Qwen 3 VL 235B A22B Instruct
Qwen 3 VL 235B A22B Instruct is Alibaba's 235B mixture-of-experts vision-language model with 22B active parameters per token, supporting interleaved text, images, and video over a context window of 262.1K tokens for visual coding, spatial perception, and fine-grained visual understanding.

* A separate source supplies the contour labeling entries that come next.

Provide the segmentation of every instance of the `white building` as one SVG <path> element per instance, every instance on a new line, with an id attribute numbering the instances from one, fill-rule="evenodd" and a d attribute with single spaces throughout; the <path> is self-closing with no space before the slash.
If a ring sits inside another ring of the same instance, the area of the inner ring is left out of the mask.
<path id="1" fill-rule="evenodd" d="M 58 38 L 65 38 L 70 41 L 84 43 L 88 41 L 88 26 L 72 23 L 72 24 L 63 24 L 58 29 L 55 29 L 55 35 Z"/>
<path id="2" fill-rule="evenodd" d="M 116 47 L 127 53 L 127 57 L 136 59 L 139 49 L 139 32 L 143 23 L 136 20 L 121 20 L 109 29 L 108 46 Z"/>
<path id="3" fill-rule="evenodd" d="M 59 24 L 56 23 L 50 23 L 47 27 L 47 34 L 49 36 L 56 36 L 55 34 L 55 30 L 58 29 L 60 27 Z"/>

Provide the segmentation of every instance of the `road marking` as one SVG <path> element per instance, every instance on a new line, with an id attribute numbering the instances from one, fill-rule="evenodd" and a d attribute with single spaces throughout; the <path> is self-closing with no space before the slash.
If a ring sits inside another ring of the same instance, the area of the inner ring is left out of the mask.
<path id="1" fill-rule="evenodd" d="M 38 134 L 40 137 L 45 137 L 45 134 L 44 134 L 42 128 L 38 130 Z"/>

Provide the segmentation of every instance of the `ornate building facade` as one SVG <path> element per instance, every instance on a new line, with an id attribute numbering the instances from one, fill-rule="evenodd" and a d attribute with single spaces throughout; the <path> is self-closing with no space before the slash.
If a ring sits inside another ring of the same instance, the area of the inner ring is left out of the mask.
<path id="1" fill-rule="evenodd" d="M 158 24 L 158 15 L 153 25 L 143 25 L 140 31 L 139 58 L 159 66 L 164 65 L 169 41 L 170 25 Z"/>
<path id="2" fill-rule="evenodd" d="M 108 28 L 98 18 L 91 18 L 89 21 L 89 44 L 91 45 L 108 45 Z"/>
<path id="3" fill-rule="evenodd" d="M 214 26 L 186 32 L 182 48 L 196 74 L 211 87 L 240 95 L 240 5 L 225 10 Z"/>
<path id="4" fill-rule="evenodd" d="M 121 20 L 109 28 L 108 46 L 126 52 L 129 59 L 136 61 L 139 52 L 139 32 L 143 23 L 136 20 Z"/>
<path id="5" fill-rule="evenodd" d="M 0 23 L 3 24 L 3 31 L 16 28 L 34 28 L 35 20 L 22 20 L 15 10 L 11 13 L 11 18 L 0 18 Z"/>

import { streamText } from 'ai'
const result = streamText({ model: 'alibaba/qwen3-vl-235b-a22b-instruct', prompt: 'Why is the sky blue?'})About Qwen 3 VL 235B A22B Instruct
Qwen 3 VL 235B A22B Instruct is the N/A version of Alibaba's 235B-A22B vision-language model in instruct configuration. Built on a mixture-of-experts (MoE) architecture, it carries 235 billion total parameters with approximately 22 billion active per token, and serves a context window of 262.1K tokens for interleaved sequences of text, images, and video frames.
Compared with prior Qwen vision-language generations, the Qwen3 VL series brings improvements across visual coding, spatial perception, and fine-grained visual understanding. Qwen 3 VL 235B A22B Instruct parses charts, diagrams, GUI screenshots, and document images with stronger grounding, and can identify and reason about object positions and relationships within complex scenes.
The instruct configuration is tuned for direct instruction following rather than extended chain-of-thought, which makes Qwen 3 VL 235B A22B Instruct a practical default for production multimodal workloads: document intelligence, screen-reading agents, multi-image analysis, and visual coding pipelines that need fast, structured responses. You can integrate Qwen 3 VL 235B A22B Instruct through AI SDK, Chat Completions API, Responses API, Messages API, or other API formats, from TypeScript or Python, with a maximum output of 262.1K tokens per request.